Authors that use text generated by a large-scale language model (LLM) such as ChatGPT should state so in the paper. They are responsible for the complete text and the theoretical and factual correctness thereof. This includes references to other papers and appendices. They are also responsible to make sure text is not plagiarized by using these LLM’s.

We would like to clarify further the intention behind this statement and how we plan to implement this policy for the AI for Social Good track at IJCAI 2024.;


During the past few years, we have observed and been part of rapid progress in large-scale language models (LLM), both in research and deployment. This progress has not slowed down but only sped up during the past months. As many, including ourselves, have noticed, LLMs are now able to produce text snippets that are often difficult to distinguish from human-written text. Undoubtedly this is exciting progress in natural language processing and generation.

Such rapid progress often comes with unanticipated consequences as well as unanswered questions. There is, for instance, a question on whether text, as well as images generated by large-scale generative models, are considered novel or mere derivatives of existing work. There is also a question on the ownership of text snippets, images or any media sampled from these generative models. It is certain that these questions, and many more, will be answered over time, as these large-scale generative models are more widely adopted. However, we do not yet have any clear answers to any of these questions.

Since how we answer these questions directly affects our reviewing process, which in turn affects members of our research community and their careers, we want to make known our position in considering this new technology. We decided to not prohibit producing/generating text using large-scale language models this year (2024), but rather give the responsibility to the authors, so that the ideas of the paper must always be clearly and completely those of the authors. In addition, if LLMs are used, authors should clearly communicate it in the article, stating the purposes for which LLMs have been used. This decision will be revisited for future iterations of the AI for Social Good track.
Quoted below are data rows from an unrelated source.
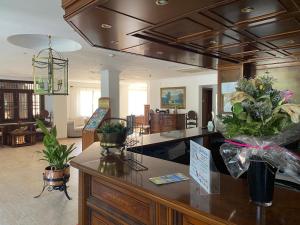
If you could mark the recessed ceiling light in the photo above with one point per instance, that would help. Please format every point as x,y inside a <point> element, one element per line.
<point>161,2</point>
<point>247,9</point>
<point>114,42</point>
<point>106,26</point>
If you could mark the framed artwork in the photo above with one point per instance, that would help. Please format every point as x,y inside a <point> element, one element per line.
<point>226,91</point>
<point>172,97</point>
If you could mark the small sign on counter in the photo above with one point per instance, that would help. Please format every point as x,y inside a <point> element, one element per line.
<point>200,165</point>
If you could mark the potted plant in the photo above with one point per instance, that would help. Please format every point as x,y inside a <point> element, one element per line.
<point>57,155</point>
<point>112,134</point>
<point>263,119</point>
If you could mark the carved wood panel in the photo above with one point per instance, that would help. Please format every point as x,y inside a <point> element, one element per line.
<point>191,31</point>
<point>139,208</point>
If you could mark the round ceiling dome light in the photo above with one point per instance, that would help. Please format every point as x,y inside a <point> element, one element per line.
<point>41,41</point>
<point>106,26</point>
<point>161,2</point>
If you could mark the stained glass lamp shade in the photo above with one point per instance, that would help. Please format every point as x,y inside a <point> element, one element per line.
<point>50,72</point>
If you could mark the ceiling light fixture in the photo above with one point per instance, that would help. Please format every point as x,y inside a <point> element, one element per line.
<point>247,9</point>
<point>114,42</point>
<point>161,2</point>
<point>106,26</point>
<point>50,72</point>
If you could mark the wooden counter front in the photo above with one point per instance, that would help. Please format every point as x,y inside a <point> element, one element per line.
<point>112,193</point>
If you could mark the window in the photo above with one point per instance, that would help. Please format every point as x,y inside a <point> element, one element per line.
<point>36,105</point>
<point>9,106</point>
<point>83,101</point>
<point>23,106</point>
<point>137,98</point>
<point>88,101</point>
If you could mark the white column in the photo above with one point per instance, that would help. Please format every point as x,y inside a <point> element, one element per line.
<point>60,116</point>
<point>110,87</point>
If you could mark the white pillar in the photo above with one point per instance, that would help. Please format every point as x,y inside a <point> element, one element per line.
<point>110,87</point>
<point>60,116</point>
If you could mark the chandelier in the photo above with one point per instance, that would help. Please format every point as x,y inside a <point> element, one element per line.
<point>50,72</point>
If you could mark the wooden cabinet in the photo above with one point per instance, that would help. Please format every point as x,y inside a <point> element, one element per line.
<point>191,221</point>
<point>122,204</point>
<point>166,122</point>
<point>112,193</point>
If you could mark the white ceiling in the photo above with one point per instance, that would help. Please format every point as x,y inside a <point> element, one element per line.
<point>46,17</point>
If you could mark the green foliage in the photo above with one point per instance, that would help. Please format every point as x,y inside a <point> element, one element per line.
<point>260,114</point>
<point>111,127</point>
<point>56,154</point>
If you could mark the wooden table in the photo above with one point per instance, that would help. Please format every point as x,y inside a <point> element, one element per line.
<point>17,139</point>
<point>174,136</point>
<point>112,193</point>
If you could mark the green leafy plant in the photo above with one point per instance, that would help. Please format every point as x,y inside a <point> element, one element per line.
<point>260,110</point>
<point>112,127</point>
<point>56,154</point>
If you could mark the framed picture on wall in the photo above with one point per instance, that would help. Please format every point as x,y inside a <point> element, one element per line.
<point>171,97</point>
<point>226,90</point>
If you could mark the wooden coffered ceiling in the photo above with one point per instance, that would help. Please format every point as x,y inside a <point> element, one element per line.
<point>202,33</point>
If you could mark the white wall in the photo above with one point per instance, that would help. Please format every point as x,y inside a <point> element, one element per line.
<point>123,99</point>
<point>74,85</point>
<point>193,86</point>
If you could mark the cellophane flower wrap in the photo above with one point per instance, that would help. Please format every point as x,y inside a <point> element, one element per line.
<point>263,119</point>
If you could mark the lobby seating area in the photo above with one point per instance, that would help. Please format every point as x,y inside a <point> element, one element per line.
<point>150,112</point>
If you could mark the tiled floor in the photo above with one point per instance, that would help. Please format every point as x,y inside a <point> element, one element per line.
<point>21,179</point>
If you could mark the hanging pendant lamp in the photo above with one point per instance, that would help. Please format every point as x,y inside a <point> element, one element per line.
<point>50,72</point>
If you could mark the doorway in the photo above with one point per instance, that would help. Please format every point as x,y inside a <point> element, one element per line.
<point>207,98</point>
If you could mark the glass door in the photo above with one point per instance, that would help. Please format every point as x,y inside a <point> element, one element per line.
<point>9,106</point>
<point>23,106</point>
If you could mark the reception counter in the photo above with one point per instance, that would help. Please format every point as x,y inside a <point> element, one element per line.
<point>111,192</point>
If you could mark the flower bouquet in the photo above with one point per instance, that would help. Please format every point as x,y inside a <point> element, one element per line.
<point>263,119</point>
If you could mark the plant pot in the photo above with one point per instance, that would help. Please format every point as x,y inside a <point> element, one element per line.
<point>56,177</point>
<point>110,140</point>
<point>261,177</point>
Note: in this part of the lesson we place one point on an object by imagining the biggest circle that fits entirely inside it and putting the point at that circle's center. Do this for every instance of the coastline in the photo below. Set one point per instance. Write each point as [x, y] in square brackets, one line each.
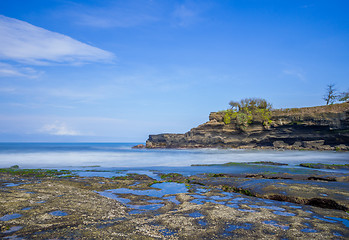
[174, 207]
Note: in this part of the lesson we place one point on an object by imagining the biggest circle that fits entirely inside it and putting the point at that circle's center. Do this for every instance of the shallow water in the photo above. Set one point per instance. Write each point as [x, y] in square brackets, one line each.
[120, 155]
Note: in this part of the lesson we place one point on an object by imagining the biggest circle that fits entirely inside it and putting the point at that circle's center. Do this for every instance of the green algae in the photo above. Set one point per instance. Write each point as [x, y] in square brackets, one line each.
[16, 171]
[324, 166]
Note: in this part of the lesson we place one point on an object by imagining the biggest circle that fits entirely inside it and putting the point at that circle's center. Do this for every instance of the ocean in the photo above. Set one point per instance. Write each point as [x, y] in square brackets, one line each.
[114, 156]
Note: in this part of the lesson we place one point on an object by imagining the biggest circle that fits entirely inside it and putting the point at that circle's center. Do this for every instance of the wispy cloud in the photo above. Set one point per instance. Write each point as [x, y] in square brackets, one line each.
[58, 128]
[25, 43]
[8, 70]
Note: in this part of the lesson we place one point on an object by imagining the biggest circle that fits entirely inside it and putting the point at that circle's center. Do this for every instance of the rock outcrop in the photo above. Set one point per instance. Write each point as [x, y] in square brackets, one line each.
[313, 128]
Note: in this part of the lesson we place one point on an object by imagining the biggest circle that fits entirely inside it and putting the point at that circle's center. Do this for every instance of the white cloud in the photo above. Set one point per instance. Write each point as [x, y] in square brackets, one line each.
[26, 43]
[8, 70]
[59, 128]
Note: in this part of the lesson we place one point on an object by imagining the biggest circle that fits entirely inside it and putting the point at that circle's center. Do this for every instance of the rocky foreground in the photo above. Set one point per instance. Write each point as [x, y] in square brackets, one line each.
[209, 206]
[313, 128]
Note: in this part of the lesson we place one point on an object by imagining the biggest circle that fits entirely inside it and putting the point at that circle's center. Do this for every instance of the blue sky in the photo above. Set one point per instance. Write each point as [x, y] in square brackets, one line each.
[121, 70]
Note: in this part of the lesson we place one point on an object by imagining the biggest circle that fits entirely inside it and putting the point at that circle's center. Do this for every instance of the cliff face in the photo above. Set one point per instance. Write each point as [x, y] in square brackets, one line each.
[318, 128]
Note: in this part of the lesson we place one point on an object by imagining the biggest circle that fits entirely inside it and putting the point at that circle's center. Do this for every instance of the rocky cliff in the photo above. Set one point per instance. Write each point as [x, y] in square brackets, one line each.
[317, 128]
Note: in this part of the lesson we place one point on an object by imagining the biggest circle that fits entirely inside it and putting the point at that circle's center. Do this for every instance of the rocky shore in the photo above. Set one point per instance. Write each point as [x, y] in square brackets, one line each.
[312, 128]
[208, 206]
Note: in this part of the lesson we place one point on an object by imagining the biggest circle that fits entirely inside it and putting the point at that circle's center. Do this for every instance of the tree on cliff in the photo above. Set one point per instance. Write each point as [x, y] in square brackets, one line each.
[248, 110]
[330, 96]
[344, 96]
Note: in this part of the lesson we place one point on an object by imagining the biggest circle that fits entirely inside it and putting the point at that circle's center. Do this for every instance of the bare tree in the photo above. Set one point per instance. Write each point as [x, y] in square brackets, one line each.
[330, 96]
[344, 96]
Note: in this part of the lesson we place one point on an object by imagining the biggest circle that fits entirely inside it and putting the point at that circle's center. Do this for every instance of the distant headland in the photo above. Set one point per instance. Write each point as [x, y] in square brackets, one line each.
[252, 124]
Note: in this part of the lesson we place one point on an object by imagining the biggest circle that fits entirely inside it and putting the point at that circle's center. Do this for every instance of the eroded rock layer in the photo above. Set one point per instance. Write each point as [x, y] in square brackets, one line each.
[312, 128]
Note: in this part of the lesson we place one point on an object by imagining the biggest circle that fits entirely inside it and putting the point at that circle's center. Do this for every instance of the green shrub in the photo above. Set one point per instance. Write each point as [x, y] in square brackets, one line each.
[247, 111]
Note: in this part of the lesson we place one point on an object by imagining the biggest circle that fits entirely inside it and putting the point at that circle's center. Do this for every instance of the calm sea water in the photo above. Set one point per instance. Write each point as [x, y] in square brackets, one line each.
[122, 156]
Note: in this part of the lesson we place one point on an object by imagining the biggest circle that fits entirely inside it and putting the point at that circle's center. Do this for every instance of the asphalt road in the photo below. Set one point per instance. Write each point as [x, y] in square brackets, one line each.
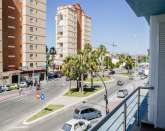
[16, 108]
[56, 121]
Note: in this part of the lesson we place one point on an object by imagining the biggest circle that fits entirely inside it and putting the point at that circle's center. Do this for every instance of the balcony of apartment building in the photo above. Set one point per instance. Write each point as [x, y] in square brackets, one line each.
[144, 108]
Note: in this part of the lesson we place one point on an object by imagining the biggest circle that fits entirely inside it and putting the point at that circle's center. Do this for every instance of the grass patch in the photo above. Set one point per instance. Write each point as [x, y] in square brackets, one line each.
[50, 108]
[97, 79]
[87, 91]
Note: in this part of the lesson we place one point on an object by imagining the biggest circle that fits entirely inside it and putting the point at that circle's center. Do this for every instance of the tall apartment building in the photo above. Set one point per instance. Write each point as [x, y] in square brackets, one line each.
[22, 38]
[73, 30]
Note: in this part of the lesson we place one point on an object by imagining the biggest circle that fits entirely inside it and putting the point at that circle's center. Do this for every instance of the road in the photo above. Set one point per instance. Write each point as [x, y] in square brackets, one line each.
[15, 108]
[56, 121]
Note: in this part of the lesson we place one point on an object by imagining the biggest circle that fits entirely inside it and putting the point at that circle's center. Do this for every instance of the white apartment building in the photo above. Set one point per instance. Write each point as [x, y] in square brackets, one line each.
[22, 40]
[34, 33]
[73, 30]
[86, 29]
[66, 32]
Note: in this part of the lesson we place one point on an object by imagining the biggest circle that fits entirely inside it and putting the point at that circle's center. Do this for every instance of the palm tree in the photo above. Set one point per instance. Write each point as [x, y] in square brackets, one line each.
[108, 62]
[91, 60]
[130, 63]
[102, 52]
[68, 68]
[52, 52]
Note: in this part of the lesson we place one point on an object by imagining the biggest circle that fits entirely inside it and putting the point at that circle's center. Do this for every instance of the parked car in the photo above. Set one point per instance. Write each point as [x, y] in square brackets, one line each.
[5, 87]
[87, 113]
[122, 93]
[112, 72]
[76, 125]
[23, 84]
[120, 83]
[13, 86]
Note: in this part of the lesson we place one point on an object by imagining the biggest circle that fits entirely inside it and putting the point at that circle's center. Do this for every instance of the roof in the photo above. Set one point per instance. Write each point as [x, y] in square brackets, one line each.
[147, 8]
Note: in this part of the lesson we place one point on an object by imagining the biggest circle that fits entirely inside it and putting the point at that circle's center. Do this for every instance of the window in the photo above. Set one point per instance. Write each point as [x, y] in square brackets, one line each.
[31, 29]
[31, 64]
[31, 47]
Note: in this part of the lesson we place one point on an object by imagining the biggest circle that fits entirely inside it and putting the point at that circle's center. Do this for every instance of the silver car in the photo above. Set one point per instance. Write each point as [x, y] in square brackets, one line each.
[87, 113]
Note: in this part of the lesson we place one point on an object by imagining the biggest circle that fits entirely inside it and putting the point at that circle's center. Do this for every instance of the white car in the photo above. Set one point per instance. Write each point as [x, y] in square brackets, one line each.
[76, 125]
[23, 84]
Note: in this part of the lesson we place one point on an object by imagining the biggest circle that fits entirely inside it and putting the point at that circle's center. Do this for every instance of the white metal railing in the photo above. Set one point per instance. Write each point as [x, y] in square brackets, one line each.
[127, 114]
Implementation and Enforcement

As we are well aware, it is difficult to detect whether any given text snippet was produced by a language model. The AI for Social Good PC team does not plan to implement any automated or semi-automated system to be run on submissions to check for the LLM policy this year (2023). Instead, we plan to investigate any potential violation of the LLM policy when a submission is brought to our attention with a significant concern about a potential violation. Any submission flagged for the potential violation of this LLM policy will go through the same process as any other submission flagged for plagiarism.

As we learn more about the consequences and impacts of LLMs in academic publications, and as we redesign the LLM policy in future conferences (after 2024), we will consider different options and technologies to implement and enforce the latest LLM policy in future iterations.